Impacto nos jogadores e ambiente interno
Além da pressão externa, o ambiente interno do Manchester City também reflete o momento complicado. Bernardo Silva, um dos líderes do elenco, expressou insatisfação após a derrota para o Manchester United. Em uma declaração direta, criticou a falta de maturidade do time nos momentos decisivos.
“Jogamos como uma equipe sub-15 nos últimos minutos. Não é assim que se ganha grandes jogos”, comentou Silva, apontando a necessidade de mais foco e comprometimento do elenco.
Guardiola, por outro lado, evitou culpar diretamente seus jogadores. Mesmo ao falar sobre Matheus Nunes, que cometeu o pênalti no clássico, o técnico preferiu destacar o esforço e a dedicação do atleta, que atuou fora de posição como lateral-esquerdo.
Reações nas redes sociais
A crise do Manchester City não passou despercebida pelos torcedores, que foram às redes sociais expressar frustração e preocupação. Hashtags como #GuardiolaOut e #CityInCrisis ganharam força no Twitter, enquanto postagens no Instagram de jogadores e do clube receberam comentários mistos, variando entre apoio e críticas duras.
Entre os fãs, a divisão é evidente. Muitos acreditam que Guardiola é o homem certo para liderar a recuperação do time, enquanto outros questionam sua capacidade de superar a pior fase de sua carreira. A pressão também vem de analistas esportivos, que apontam problemas táticos e a falta de renovação no elenco como possíveis razões para o declínio.
Fatores que contribuem para a má fase
A sequência de resultados ruins do Manchester City pode ser atribuída a uma combinação de fatores:
- Desgaste físico e emocional: A intensa carga de jogos parece estar afetando o desempenho dos jogadores.
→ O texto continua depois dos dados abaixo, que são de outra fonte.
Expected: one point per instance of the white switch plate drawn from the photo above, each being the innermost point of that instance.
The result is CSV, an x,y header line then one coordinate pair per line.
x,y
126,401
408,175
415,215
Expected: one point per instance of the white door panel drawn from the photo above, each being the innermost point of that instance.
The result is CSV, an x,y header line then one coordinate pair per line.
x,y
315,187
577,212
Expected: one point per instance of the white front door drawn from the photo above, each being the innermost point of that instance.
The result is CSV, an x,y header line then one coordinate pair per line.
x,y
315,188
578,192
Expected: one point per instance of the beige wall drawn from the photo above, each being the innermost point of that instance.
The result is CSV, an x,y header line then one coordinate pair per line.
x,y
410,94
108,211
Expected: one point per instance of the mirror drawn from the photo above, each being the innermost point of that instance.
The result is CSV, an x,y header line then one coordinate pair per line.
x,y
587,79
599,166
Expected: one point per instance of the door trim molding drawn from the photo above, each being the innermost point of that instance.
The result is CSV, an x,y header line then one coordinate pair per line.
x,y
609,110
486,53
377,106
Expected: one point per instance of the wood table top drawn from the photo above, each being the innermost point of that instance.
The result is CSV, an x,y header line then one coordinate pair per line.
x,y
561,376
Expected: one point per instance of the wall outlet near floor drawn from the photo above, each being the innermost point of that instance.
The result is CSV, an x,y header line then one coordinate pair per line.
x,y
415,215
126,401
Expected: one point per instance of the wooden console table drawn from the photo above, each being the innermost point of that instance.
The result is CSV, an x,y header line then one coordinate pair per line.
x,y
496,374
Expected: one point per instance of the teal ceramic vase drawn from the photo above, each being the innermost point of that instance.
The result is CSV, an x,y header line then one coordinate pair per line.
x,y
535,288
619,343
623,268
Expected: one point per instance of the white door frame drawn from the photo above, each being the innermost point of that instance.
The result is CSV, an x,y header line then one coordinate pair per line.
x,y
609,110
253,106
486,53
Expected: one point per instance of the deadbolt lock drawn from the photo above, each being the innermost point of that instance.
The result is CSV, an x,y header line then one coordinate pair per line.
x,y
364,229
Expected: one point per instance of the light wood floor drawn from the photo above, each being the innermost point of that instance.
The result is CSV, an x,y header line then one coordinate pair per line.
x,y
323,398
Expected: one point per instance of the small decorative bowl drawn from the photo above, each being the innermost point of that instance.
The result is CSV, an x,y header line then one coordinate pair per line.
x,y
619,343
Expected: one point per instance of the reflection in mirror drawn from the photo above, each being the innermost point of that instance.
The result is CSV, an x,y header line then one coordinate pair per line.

- Mudanças táticas: Guardiola tem experimentado novas formações e ajustes, mas ainda não encontrou uma solução eficaz.
- Falta de renovação no elenco: Embora o time tenha estrelas como Erling Haaland e Kevin De Bruyne, o grupo carece de profundidade e opções para situações adversas.
- Erros individuais: Jogos recentes, como o clássico contra o United, foram decididos por erros pontuais de jogadores-chave.
Próximos desafios para o Manchester City
O Manchester City enfrenta uma sequência de jogos decisivos que podem determinar o rumo da temporada. No próximo sábado, às 9h30 (horário de Brasília), o time recebe o Aston Villa pela Premier League. Uma vitória é essencial para recuperar a confiança e se aproximar do G-4.
Na Liga dos Campeões, o City terá um confronto direto com o Paris Saint-Germain. O resultado desse jogo pode definir as chances de classificação do clube para as oitavas de final, aumentando ainda mais a pressão sobre Guardiola e seus comandados.
Curiosidades sobre a era Guardiola no City
- Desde que assumiu o Manchester City, Guardiola conquistou 11 títulos, incluindo cinco edições da Premier League.
- O time quebrou recordes históricos sob o comando do espanhol, como o maior número de pontos em uma temporada (100 pontos em 2017/2018).
- Apesar do domínio doméstico, a Liga dos Campeões continua sendo o maior desafio para Guardiola no City.
Expectativas e necessidade de reação
A crise atual coloca Guardiola e o Manchester City em uma encruzilhada. Uma recuperação pode reforçar o legado do técnico e do clube, enquanto um novo revés pode agravar a situação e colocar em risco o planejamento para as próximas temporadas.